BPAL Project: Saint-Germain


"We begin to take up people . . . the other day they seized an odd man who goes by the name of Count Saint-Germain. He has been here these two years, and will not tell who he is, or whence, but professes that he does not go by his right name. He sings, plays on the violin wonderfully, composes, is mad, and not very sensible. He is called an Italian, a Spaniard, a Pole; a somebody that married a great fortune in Mexico, and ran away with her jewels to Constantinople; a priest, a fiddler, a vast nobleman. The Prince of Wales has had unsatiated curiosity about him, but in vain.
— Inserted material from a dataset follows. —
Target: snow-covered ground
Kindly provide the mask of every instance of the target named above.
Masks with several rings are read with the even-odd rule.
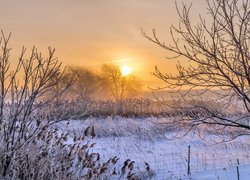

However, nothing has been made out against him; he is released, and, what convinces me he is not a gentleman, stays here, and talks of his being taken up for a spy."

Horace Walpole, 1745

If Comte Saint-Germain wore pomade in his hair I rather doubt he would have acquired it from the local barber--rather he would have made it up himself in his apothecary's lab and invested great meaning and purpose into every ingredient. Straight from the alabaster jar this hair pomade would have smelled like any man's cologne, fresh with lavendar and brisk. But combed thickly into the hair and warmed by the scalp Saint-Germain's pomade would soon give off the somewhat dirty scent of powdered roots, roots Saint-Germain believed would increase his intellect. The emollient would settle into something warm and aged, dry but still with the aromas of lavendar. Carnation, geranium, mosses; herbaceous and dead things sifted together into a promise of special erudition to the wearer. Secretly Saint-Germain would inhale his own creation. To the modern observer an element of foppishness is inescapable, but to an elaborate creative creature such as Saint-Germain his scent is an alchemy adding to both his powers and his mien.

"gilded amber, hypnotic lavender, brash carnation and deep mosses."